God is and will always be. God will never leave Himself without a witness. Though His anger is pure and justified, He is loving and full of grace.

In the exodus, with all the trials, a remnant was left that entered the promise.

In Elijah's time 7000 refused Baal. (1 Kings 9:18)

Isaiah 1:9, a small remnant was left instead of total destruction like Sodom and Gomorrah. Romans 9:29

Think of these Bible personalities, Daniel, Shadrach, Abednigo. How about Esther and Mordecai. John the Baptist...

During the church age, the believing Jews composed God's witnesses.

When the church goes home, still God will have His name declared. Revelation 7:3-8

Psalms express the joy and the sorrows that the tribulation saints will sing.

God is and will always be.

July 20 2021 1 response Vote Up Share Report

My picture Jack Gutknecht ABC/DTS graduate, guitar music ministry Baptist church
God's attitude to sin is that He knows all sin, grieves over sin, and hates sin. Sin provokes God's anger, but GOD IS ALSO MERCIFUL AND GRACIOUS (Exodus 34:6-7 See also Nehemiah 9:17,31; Psalm 78:38; Psalm 103:8-14; Lamentations 3:22-23; MICAH 7:18-19; Romans 11:32).

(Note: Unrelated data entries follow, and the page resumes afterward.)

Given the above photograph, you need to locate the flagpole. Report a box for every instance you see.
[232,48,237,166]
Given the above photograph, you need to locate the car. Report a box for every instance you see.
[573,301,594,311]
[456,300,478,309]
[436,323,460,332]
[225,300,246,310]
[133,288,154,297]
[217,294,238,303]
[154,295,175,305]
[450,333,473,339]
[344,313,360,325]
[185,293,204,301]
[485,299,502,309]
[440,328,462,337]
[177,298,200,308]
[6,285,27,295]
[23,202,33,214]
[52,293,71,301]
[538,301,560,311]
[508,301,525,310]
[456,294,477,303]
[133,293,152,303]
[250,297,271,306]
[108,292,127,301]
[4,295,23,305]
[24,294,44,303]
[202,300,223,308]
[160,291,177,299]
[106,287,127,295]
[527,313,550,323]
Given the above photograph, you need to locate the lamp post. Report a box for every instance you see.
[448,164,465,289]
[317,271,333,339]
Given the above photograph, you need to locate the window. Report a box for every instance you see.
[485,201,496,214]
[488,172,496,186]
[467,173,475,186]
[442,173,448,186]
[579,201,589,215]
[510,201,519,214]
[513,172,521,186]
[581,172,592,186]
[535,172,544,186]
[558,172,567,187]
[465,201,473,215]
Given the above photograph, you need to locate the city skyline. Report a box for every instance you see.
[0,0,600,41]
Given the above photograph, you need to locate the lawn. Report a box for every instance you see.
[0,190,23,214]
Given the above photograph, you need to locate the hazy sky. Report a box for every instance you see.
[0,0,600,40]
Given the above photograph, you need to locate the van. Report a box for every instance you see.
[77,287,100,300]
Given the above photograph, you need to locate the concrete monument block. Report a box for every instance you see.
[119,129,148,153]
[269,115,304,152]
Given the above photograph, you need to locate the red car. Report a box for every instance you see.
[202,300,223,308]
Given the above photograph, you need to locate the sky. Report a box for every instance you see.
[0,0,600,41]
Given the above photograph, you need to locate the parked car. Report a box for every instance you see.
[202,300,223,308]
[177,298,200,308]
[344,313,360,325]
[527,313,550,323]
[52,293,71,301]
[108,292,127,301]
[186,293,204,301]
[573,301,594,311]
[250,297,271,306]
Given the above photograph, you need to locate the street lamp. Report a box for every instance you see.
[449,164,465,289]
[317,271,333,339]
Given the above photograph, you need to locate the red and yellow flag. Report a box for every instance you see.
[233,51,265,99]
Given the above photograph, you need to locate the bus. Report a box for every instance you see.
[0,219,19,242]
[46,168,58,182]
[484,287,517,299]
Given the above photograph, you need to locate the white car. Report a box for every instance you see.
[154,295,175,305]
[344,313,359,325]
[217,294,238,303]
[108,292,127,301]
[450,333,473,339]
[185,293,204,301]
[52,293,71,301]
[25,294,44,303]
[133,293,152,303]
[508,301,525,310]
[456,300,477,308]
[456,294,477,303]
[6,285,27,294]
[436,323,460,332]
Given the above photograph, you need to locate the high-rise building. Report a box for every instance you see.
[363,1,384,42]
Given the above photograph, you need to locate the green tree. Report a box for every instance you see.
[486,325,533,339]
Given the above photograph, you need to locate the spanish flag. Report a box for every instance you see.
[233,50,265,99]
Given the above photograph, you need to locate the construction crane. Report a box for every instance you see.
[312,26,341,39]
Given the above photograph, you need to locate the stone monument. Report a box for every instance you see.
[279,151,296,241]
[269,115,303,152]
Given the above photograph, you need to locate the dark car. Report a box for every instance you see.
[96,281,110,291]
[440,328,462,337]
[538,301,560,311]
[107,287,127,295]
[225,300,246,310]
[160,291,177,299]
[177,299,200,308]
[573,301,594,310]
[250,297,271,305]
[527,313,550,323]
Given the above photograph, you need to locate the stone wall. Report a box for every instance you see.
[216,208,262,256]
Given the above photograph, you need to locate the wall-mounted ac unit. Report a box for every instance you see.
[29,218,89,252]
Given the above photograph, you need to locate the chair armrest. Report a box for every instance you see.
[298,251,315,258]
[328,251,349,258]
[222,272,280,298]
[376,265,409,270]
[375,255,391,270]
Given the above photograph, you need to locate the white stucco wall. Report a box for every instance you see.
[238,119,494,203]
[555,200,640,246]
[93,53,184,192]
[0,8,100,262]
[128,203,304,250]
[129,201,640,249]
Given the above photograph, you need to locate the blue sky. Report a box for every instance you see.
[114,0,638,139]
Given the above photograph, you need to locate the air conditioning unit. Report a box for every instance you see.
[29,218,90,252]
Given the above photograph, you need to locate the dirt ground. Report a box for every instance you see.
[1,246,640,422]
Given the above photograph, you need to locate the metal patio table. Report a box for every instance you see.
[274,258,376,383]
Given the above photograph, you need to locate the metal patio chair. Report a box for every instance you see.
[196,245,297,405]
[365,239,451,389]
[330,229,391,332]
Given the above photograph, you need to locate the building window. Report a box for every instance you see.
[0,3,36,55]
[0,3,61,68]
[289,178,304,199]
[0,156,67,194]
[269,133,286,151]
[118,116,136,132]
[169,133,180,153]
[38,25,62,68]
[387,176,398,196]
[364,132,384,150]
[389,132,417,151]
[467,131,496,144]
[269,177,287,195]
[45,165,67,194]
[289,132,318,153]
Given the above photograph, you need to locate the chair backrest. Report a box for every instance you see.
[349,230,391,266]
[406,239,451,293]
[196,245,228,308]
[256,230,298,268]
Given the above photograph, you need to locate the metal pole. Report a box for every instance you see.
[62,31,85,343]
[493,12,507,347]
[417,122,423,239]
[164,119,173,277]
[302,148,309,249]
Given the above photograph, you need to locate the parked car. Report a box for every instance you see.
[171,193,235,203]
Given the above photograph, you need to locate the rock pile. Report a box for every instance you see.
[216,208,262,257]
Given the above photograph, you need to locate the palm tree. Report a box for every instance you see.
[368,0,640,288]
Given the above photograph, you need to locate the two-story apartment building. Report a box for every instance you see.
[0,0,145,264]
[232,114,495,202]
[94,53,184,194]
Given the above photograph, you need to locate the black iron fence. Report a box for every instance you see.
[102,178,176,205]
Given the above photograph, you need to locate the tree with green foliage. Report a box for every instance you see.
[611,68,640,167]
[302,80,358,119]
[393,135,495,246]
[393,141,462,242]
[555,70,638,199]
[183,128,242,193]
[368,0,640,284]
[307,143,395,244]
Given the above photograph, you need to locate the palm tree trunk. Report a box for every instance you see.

God's patience with sinners

2 Peter 3:9 See also Romans 2:4; Romans 9:22; 1 Timothy 1:16

His forgiveness is brought out in such passages as 
Micah 7:18-19; 1 Timothy 1:15-16; 1 John 1:9 

Propitiation is the satisfaction of the righteous demands of God in relation to human sin and its punishment through the sacrificial death of Jesus Christ upon the cross, by which the penalty of sin is cancelled and the anger of God averted. [The NIV is distinctive at this point, in that it generally translates this term by “atonement” and related words.].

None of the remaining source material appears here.